Con el apoyo de la UNCTAD y la ONUDD, se han promovido conceptos y métodos estadísticos que mejoran las capacidades de las naciones para rastrear y combatir estos flujos ilegales.
Hasta ahora, 22 países han aprovechado estos esfuerzos para unirse en la lucha contra los flujos financieros ilícitos, reuniendo a organismos y entidades de diversos sectores para analizar datos y rastrear estos flujos.
Además, se encuentra en desarrollo un proyecto mundial de cuatro años destinado a fortalecer aún más estas capacidades y acercar a las naciones al cumplimiento de los Objetivos de Desarrollo Sostenible (ODS).

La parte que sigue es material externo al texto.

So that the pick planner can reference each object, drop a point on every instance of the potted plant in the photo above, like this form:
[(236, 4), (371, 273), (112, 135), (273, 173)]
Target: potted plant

El FMI ha incluido dentro de sus objetivos la lucha contra los flujos financieros ilícitos, los cuales incluyen la financiación del terrorismo y el lavado de activos entre otros. Sin embargo, la falta de transparencia en las operaciones bancarias, la multiplicación de los paraísos fiscales y la liberalización del sistema financiero, hacen que esta lucha sea muy difícil.
Se deben tomar medidas urgentes
La revelación de estos datos por parte de la UNCTAD sobre los flujos financieros ilícitos es un llamado de atención para la comunidad internacional. Es imperativo que las naciones se unan y tomen medidas urgentes para abordar este problema que socava el desarrollo sostenible.
Como afirmó Théodora Aleka-Laban, miembro de Comisión Nacional de Lucha contra la Corrupción y el Enriquecimiento Ilícito de Gabón (África), “la erradicación de los flujos financieros ilícitos les permitiría a los países autofinanciar su desarrollo y avanzar hacia un futuro más próspero y sostenible para todos”. La cooperación global y el compromiso son esenciales para lograr este objetivo.
El control de los flujos supone una reforma de la arquitectura financiera, hacia una mayor transparencia y una reforma de la fiscalidad internacional, buscando el control de la evasión.